Background technique
With the rapid development of the applications such as internet, mobile Internet, Internet of Things, there is explosive increasing in global metadata amount
It is long.The digital cosmic exploration of IDC LLC's publication, which is reported, to be claimed, and global information total amount will every two years double, the whole world in 2011
The total amount of data for being created and being replicated is 1.8ZB.IDC thinks, arrives coming decade (the year two thousand twenty), and all IT departments in the whole world gather around
There is the total amount of server that will have more 10 times than now, the data managed will have more 50 times than now.The year two thousand twenty is expected,
The whole world will possess the data volume of 35ZB in total.Being skyrocketed through for data volume implies that we have come into a big data now
Epoch.However, being currently not only that data scale is increasing, and data type is mostly all very big with processing real-time requirement
Ground increases the complexity of big data processing.

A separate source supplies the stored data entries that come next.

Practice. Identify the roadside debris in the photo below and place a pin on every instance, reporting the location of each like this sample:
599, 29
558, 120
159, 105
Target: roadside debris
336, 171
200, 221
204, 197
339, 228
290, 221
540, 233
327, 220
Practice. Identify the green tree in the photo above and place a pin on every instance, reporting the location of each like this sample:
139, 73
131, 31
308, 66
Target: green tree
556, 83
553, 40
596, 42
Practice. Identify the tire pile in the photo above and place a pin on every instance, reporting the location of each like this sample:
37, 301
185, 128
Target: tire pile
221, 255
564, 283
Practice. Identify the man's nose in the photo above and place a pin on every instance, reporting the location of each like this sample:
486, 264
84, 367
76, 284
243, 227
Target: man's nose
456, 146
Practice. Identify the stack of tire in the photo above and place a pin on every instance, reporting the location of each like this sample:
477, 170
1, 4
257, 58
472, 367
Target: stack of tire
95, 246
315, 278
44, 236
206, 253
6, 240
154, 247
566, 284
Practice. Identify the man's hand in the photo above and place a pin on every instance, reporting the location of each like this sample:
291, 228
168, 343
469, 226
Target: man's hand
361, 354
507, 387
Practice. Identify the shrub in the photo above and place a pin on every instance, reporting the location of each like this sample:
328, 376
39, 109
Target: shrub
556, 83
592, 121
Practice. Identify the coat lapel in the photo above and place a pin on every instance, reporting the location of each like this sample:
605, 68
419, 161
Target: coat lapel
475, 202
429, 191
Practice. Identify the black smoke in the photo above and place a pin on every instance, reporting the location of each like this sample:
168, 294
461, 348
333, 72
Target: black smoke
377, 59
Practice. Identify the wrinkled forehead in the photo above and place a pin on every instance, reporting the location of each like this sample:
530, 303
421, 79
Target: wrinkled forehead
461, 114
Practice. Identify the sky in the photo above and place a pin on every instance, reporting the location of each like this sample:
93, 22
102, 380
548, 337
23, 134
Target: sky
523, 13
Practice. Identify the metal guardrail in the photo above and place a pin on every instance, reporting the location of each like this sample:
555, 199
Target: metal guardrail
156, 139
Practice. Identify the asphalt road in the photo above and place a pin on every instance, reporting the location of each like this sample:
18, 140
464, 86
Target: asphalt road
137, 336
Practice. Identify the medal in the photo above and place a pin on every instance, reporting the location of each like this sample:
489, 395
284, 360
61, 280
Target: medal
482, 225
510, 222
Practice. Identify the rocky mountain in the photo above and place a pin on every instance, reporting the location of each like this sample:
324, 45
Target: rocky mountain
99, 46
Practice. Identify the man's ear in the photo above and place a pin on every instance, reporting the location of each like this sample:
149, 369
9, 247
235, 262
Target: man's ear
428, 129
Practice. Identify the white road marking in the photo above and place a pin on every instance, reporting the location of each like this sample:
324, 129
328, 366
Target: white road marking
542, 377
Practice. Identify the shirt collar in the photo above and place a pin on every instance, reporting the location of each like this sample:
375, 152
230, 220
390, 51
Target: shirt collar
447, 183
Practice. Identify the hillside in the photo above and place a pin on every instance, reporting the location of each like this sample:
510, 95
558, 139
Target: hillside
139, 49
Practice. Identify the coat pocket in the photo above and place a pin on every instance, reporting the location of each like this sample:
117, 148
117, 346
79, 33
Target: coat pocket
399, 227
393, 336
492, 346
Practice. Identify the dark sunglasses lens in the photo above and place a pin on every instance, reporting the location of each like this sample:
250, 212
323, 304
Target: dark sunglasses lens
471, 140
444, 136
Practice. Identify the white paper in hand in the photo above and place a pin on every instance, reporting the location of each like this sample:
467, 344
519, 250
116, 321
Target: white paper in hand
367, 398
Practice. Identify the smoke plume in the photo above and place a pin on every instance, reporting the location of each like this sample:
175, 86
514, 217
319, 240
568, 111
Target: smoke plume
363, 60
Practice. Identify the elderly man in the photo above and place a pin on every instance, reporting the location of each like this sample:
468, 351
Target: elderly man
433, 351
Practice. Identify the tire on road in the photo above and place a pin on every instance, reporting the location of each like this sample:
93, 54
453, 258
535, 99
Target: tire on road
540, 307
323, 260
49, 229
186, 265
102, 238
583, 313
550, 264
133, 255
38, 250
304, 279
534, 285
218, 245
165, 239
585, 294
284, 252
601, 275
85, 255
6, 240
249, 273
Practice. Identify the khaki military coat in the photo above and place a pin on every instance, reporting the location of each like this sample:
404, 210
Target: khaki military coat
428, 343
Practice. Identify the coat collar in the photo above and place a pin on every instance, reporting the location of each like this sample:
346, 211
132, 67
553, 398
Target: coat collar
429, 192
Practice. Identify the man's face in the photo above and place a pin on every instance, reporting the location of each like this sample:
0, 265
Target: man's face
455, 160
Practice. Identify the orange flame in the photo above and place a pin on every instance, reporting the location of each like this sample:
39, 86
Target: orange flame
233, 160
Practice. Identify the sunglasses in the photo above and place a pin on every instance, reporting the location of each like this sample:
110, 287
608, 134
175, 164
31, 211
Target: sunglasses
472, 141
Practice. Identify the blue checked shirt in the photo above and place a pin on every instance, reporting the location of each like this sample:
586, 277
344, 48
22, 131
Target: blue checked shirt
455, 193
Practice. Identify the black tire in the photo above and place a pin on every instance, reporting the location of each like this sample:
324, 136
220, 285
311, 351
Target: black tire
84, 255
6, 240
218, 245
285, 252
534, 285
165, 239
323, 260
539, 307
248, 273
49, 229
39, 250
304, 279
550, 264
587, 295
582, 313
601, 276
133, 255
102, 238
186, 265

Distributed computing framework spark is suitable for the data analysis mining under mass data scene, the data structure of spark
Ataframe is similar to the dataframe of python and R language, is a kind of data processing structure of structuring, has line index
And column index.Based on these characteristics, it can be convenient, accurately data are handled, dataframe itself has carried many use
In the API of data cleansing processing, many complicated functions can be realized by simply calling.It is applied to big data analysis at present
Analysis platform scheme is single, data-handling efficiency is low, while poor expandability.
Summary of the invention
The purpose of the present invention is to provide a kind of scalability big data analysis platform based on Hadoop and Spark, with
Solve the problems mentioned above in the background art.
To achieve the above object, the invention provides the following technical scheme: a kind of scalability based on Hadoop and Spark
Big data analysis platform, including data access module, characteristic extracting module, global data analysis module, data management can be expanded
Module, stream management module and operator management module, it is described expand data access module be provided with it is multiple and its be used to provide it is more
Kind data source access, input data simultaneously support distributed file system, columnar database, the storage of the data of relevant database
Mode;The characteristic extracting module expands that data access module is connect and it is used to read input data with multiple comprising
Integral unit and data type extraction unit, integral unit receive multiple input datas for expanding data access module and to defeated
Enter data to be integrated, input data is integrated into prefab data collection;The data type extraction unit and integral unit connect
It connects and it is used to obtain prefab data collection, speculate that prefab data concentrates the data type of each column, and data class is carried out to it
Type mark.
Preferably, global data analysis module has global storage unit, and global data analysis module is mentioned with data type
Take that unit connects and it is used to carry out prefab data collection batch global analysis or online real-time global analysis, based on memory into
Row iteration formula calculates, and carries out global analysis to magnanimity prefab data collection and decomposed after analysis to store to overall situation storage list
Member.
Preferably, data management module, will by http agreement for being managed to data in global storage unit
Data upload in the distributed file system of platform.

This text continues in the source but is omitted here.